Le président ukrainien Volodymyr Zelensky ne participera pas à la Conférence sur la reconstruction de l’Ukraine 2026 qui s’ouvre jeudi à Gdansk, ont annoncé mardi 23 juin les autorités ukrainiennes. La première ministre Ioulia Svyrydenko dirigera la délégation de Kiev.
« Je vais diriger la délégation ukrainienne et l’ensemble de notre travail à la Conférence sur la reconstruction de l’Ukraine 2026 à Gdansk », a déclaré Ioulia Svyrydenko, confirmant de fait le désistement du chef de l’État. La conférence, précédemment organisée à Rome, Berlin et Lugano, est devenue un rendez-vous international important pour mobiliser les bailleurs de fonds de l’Ukraine. Varsovie présentait son rôle d’hôte comme un succès politique et économique, espérant positionner ses entreprises sur la future reconstruction.
Le déclencheur : le baptême d’une unité UPA fin mai
L’absence de Zelensky survient sur fond de vives tensions bilatérales, dont l’origine remonte à la fin du mois de mai 2026 : le président ukrainien a alors baptisé une unité militaire du nom de l’Armée insurrectionnelle ukrainienne (UPA), une organisation nationaliste fondée en 1942, tenue en Pologne pour responsable de la mort de plus de 100 000 Polonais au cours de la Seconde Guerre mondiale. En Ukraine, cette formation est en revanche surtout glorifiée pour son combat clandestin contre le pouvoir soviétique, ce qui résonne particulièrement pour beaucoup d’Ukrainiens depuis le début de l’invasion russe de 2022.
La semaine dernière, le président nationaliste polonais Karol Nawrocki — qui cohabite avec le gouvernement libéral de Donald Tusk — a annoncé le retrait à Zelensky de la plus haute distinction du pays, l’Ordre de l’Aigle blanc. Zelensky a renvoyé sa décoration ce week-end. Il a été suivi dans cette démarche par trois anciens présidents ukrainiens — Leonid Koutchma, Viktor Iouchtchenko et Petro Porochenko — dans une démonstration d’unité politique rare à Kiev.

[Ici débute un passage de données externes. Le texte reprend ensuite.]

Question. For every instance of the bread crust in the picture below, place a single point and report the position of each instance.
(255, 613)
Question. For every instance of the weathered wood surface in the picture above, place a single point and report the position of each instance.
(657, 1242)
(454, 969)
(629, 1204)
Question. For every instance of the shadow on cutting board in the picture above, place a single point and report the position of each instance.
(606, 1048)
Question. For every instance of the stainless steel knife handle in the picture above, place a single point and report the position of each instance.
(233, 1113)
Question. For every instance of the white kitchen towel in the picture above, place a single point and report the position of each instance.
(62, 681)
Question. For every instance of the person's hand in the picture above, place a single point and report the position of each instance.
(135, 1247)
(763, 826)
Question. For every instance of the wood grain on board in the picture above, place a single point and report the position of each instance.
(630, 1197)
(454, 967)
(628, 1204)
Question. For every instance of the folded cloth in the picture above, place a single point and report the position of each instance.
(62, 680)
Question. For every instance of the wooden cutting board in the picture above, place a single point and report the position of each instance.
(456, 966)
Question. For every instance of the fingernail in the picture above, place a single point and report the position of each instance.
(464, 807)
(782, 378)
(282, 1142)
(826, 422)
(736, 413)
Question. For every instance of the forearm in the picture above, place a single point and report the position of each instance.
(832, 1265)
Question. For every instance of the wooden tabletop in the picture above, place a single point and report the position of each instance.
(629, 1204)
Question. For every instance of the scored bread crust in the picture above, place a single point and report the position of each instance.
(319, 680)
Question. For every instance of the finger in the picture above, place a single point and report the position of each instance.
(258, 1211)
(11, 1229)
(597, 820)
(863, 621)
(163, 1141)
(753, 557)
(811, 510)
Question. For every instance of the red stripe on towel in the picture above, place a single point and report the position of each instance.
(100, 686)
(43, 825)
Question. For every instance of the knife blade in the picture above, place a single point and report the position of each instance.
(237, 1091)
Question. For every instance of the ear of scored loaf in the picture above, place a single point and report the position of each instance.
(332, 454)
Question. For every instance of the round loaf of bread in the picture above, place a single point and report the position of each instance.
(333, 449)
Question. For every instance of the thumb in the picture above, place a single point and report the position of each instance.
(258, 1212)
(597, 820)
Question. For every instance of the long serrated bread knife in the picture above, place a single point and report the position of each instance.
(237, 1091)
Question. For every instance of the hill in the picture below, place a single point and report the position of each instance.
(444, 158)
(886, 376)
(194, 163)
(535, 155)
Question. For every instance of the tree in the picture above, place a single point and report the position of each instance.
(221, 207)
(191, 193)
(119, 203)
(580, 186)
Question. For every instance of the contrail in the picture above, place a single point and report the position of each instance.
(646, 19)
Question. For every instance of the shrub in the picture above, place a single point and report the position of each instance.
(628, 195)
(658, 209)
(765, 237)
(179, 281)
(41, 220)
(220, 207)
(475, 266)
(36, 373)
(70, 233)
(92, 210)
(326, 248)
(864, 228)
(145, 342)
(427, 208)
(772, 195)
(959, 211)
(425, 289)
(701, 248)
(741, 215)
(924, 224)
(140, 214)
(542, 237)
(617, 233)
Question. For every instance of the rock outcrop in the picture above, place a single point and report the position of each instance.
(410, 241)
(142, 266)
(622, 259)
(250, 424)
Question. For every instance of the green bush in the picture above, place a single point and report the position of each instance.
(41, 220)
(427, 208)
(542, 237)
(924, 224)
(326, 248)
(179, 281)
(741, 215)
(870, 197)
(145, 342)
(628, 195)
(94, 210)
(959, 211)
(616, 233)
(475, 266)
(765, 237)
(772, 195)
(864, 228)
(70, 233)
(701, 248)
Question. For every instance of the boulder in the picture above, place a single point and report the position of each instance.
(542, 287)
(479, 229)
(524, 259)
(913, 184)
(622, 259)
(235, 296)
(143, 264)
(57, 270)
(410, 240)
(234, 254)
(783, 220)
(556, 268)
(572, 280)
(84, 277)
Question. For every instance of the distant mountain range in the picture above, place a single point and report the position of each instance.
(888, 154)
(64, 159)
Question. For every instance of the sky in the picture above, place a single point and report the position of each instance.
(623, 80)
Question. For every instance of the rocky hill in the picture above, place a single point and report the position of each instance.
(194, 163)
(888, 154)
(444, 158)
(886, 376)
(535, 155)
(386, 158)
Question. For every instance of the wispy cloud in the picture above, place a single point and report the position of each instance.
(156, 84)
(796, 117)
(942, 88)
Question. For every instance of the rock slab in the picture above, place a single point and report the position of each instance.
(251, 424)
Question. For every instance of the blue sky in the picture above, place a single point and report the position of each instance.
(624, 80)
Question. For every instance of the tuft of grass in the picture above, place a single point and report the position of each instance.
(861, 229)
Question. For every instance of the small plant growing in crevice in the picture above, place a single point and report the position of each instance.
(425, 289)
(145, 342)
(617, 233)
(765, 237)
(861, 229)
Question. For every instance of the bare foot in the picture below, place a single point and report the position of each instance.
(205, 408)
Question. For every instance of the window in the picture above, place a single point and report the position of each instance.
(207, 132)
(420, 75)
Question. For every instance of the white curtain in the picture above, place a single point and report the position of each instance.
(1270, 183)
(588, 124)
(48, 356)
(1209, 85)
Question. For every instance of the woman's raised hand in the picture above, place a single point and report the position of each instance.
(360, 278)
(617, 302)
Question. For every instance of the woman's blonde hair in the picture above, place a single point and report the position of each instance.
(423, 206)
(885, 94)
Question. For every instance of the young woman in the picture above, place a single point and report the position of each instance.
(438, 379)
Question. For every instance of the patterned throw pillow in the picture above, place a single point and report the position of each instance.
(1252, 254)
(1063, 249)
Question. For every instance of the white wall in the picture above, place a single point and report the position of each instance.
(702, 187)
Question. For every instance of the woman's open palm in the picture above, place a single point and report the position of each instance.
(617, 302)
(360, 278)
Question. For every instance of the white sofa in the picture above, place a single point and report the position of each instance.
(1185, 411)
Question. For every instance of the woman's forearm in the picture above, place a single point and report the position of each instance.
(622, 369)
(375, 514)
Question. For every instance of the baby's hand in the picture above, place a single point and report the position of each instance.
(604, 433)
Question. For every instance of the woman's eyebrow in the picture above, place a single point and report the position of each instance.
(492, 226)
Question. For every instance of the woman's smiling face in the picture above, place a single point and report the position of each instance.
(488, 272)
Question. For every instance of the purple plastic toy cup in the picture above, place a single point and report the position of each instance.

« Nous défendons la Pologne, nous défendons l’Europe »
Dans une déclaration dimanche, Volodymyr Zelensky a remercié le peuple polonais pour le soutien apporté à l’Ukraine depuis le début de la guerre, tout en accusant des responsables politiques polonais de chercher à engranger des « points politiques » et d’alimenter un climat anti-ukrainien. « Nous défendons la Pologne, nous défendons l’Europe en ce moment, pas l’inverse. Nos soldats la défendent, et des Ukrainiens meurent », a-t-il plaidé, ajoutant que des combattants lui avaient demandé ce nom et qu’il avait déjà signé « des centaines » de décrets similaires.
Varsovie a été l’un des principaux soutiens de Kiev depuis 2022, servant de terre d’accueil pour des centaines de milliers de réfugiés ukrainiens et de plateforme logistique majeure pour l’aide occidentale.
Bruxelles et Varsovie appellent à la désescalade
La Commission européenne a réagi mardi par la voix de sa porte-parole Paula Pinho, estimant que cette situation « ne fait qu’un heureux, c’est l’agresseur de l’Ukraine, nous ne devrions donc pas lui faciliter la tâche ». « Nous avons confiance dans les discussions en cours entre la Pologne et l’Ukraine et nous sommes convaincus qu’une solution sera trouvée », a-t-elle ajouté, soulignant le risque de voir la Russie tirer parti de la fissure.
En Pologne, le premier ministre pro-européen Donald Tusk, ferme soutien de l’Ukraine et en conflit permanent avec le président Nawrocki, a appelé à la « désescalade », tout en faisant porter la responsabilité originelle des tensions sur Kiev. Varsovie cherche parallèlement à renforcer son statut de voisin et allié de Kiev, inquiète d’être marginalisée par les grandes capitales d’Europe occidentale dans d’éventuelles discussions de règlement du conflit.